# Why does heteroskedasticity distort the results of a regression analysis?

May 15, 2018

Because regression analysis relies on the assumption that the residuals are all from the same normal distribution (with the same variance), and evidence of heteroskedasticity shows this assumption is not valid.

#### Explanation:

Heteroskedasticity (meaning "unlike variance") is the circumstance where the variance of the response variable changes, depending on the value of the input variable.

If there is evidence of heteroskedasticity in the model, then for areas where residual variance is low, $x$ will do a better job of predicting $y$ than for areas where residual variance is high.

Heteroskedasticity also affects the validity of confidence intervals (C.I.'s) for such predicted values, since the C.I. formula for any predicted value uses the statistic ${s}^{2}$ (which is an estimate of the model's ${\sigma}^{2}$), and ${s}^{2} = \frac{\setminus \sum {\left({y}_{i} - \overline{y}\right)}^{2}}{n - 1}$ is the same for the whole model. But if the true value of ${\sigma}^{2}$ itself varies throughout the model, then the bounds of the confidence interval should vary in correspondence with the fluctuation of ${\sigma}^{2}$.

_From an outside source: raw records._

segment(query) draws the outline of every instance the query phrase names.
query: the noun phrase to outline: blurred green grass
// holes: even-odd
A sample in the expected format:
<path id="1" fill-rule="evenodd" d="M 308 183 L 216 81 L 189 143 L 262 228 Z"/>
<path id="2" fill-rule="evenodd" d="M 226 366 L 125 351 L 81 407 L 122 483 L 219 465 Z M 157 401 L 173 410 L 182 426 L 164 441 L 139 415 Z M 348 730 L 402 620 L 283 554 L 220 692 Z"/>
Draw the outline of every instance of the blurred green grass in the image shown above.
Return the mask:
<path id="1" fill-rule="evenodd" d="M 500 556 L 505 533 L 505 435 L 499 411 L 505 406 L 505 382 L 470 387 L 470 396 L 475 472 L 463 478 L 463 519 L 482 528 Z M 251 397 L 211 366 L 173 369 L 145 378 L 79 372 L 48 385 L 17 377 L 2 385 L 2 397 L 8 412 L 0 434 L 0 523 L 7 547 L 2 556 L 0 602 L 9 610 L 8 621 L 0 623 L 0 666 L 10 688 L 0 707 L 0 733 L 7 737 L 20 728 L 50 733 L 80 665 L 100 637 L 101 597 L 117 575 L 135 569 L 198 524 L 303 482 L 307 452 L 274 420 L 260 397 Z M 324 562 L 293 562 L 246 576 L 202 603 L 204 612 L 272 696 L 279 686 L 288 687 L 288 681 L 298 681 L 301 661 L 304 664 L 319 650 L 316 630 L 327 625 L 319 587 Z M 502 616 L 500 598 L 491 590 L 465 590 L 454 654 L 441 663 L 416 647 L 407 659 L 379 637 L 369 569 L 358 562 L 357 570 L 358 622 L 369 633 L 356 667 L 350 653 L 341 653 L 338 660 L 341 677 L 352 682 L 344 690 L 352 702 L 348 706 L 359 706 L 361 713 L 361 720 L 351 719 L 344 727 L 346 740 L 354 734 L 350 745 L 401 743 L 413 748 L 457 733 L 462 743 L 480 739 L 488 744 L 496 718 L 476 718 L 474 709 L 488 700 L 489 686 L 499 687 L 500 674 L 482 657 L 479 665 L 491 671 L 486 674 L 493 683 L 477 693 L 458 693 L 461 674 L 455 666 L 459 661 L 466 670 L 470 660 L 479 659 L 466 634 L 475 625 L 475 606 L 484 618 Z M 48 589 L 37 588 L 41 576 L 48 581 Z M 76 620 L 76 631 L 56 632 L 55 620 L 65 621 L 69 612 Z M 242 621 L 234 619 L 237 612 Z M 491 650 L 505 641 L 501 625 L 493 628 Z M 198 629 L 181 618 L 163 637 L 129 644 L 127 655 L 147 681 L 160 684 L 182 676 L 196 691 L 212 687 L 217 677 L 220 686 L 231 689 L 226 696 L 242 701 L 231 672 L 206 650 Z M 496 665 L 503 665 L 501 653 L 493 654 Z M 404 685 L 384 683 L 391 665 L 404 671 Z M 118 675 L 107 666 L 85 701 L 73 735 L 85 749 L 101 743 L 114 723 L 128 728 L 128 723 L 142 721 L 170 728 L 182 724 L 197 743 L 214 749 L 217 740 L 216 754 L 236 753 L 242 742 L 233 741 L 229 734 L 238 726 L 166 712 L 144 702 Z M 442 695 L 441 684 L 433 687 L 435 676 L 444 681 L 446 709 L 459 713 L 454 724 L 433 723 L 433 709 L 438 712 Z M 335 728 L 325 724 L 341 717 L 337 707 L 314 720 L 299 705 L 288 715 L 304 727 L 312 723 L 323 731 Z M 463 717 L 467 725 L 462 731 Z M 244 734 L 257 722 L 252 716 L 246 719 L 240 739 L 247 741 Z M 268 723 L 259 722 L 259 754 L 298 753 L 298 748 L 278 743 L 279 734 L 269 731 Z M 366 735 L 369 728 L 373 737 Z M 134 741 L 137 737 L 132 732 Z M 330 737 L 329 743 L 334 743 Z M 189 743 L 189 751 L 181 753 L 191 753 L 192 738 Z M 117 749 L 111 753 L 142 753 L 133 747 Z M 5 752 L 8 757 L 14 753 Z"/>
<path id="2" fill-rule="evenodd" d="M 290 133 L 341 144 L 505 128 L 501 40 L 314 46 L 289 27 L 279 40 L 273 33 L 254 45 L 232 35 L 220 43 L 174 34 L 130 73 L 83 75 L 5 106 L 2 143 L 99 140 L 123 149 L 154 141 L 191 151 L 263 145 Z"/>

Tests like Bartlett's test for heteroskedasticity can be performed to validate the assumption of equal variance across the sample. If the test shows significant departure from normality, then the computed estimates of the regression coefficients $\left({\beta}_{i} \text{'s}\right)$ are questionable, and a linear regression of $y$ on $x$ may not be the best model to predict $y$ from a chosen $x$. In this case, a transformation of some sort (like regressing $y$ on log x) may remove the heteroskedasticity.